Book Review: City of Stairs – Robert Jackson Bennett
I read City of Stairs at the beginning of the year and I am only just getting around to my review now in November. That’s pretty bad, isn’t it? I think it is because I have taken part in a lot of blog tours and such this year, as these books get priority reviews. Oh well! It is what it is! I haven’t done myself any favours and made notes, so today’s review is completely from memory.
City of Stairs – Robert Jackson Bennett
The city of Bulikov once wielded the powers of the gods to conquer the world, enslaving and brutalizing millions — until its divine protectors were killed. Now, Bulikov’s history has been censored and erased, its citizens subjugated. But the surreal landscape of the city itself, forever altered by the thousands of miracles its guardians once worked upon it, stands as a haunting reminder of its former supremacy.
Into this broken city steps Shara Thivani. Officially, the unassuming young woman is just another junior diplomat sent by Bulikov’s oppressors. Unofficially, she is one of her country’s most accomplished spies, dispatched — along with her terrifying “secretary”, Sigrud — to solve a murder.
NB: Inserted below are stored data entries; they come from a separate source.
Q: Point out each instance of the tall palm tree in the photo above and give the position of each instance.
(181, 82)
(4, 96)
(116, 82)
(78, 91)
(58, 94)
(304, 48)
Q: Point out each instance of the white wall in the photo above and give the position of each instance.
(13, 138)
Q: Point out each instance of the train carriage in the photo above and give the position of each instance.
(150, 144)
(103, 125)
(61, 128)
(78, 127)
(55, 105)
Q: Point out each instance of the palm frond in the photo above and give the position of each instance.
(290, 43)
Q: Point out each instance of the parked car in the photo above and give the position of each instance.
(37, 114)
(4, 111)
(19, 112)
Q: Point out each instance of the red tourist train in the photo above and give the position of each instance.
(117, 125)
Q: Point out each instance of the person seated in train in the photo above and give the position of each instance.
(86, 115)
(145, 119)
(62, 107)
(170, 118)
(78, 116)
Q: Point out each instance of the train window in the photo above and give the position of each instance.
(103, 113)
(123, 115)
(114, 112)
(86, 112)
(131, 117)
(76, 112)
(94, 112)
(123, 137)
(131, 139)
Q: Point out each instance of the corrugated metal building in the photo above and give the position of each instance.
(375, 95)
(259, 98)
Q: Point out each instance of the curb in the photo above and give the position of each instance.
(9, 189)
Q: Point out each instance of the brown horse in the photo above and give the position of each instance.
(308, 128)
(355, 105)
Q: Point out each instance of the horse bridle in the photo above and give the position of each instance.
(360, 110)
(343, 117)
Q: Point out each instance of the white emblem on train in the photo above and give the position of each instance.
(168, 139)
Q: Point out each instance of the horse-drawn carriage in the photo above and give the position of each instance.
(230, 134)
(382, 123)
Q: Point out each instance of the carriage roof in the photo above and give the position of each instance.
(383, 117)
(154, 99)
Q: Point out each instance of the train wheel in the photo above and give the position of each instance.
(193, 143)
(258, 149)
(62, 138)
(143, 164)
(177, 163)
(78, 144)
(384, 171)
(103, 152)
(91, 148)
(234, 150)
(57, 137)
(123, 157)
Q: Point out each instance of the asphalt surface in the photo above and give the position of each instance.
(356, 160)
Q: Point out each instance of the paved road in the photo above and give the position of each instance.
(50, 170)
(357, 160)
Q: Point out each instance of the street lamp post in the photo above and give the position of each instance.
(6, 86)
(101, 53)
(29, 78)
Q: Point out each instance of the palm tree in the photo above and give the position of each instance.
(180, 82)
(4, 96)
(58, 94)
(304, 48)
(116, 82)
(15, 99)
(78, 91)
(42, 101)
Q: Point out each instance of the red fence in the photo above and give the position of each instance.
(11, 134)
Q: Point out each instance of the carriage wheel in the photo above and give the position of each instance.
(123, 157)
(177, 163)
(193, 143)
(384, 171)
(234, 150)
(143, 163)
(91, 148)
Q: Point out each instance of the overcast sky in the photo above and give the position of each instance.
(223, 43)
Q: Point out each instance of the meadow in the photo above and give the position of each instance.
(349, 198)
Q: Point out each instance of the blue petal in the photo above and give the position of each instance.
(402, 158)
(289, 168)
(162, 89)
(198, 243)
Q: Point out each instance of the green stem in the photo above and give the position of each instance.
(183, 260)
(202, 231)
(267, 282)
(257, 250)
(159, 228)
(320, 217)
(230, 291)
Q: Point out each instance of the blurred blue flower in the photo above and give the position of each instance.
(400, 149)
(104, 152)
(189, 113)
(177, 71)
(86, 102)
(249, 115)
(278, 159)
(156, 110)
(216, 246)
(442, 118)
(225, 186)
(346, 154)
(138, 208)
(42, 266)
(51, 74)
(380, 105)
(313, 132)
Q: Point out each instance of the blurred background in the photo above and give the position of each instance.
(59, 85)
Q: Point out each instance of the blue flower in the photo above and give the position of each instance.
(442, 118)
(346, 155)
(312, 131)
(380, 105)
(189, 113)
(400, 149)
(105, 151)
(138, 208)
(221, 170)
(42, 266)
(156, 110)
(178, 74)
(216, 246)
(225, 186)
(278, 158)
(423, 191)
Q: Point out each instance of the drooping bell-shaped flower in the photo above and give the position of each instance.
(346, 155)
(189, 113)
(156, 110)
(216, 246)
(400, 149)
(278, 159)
But as Shara pursues the killer, she starts to suspect that the beings who ruled this terrible place may not be as dead as they seem, and that Bulikov’s cruel reign may not yet be over.
A tale of vast conspiracies, dead gods, and buried histories, City of Stairs is at once a gripping spy novel and a stunningly original work of fantasy.
I hadn’t picked up any books by Robert Bennett Jackson before reading City of Stairs, so he was a completely new author to me. Whilst I enjoy re-visiting favourite authors, I enjoy the variety of new ones too. My read of City of Stairs at the beginning of the year was long overdue. I added the book to my TBR way back in 2015… it was about time I got to it really!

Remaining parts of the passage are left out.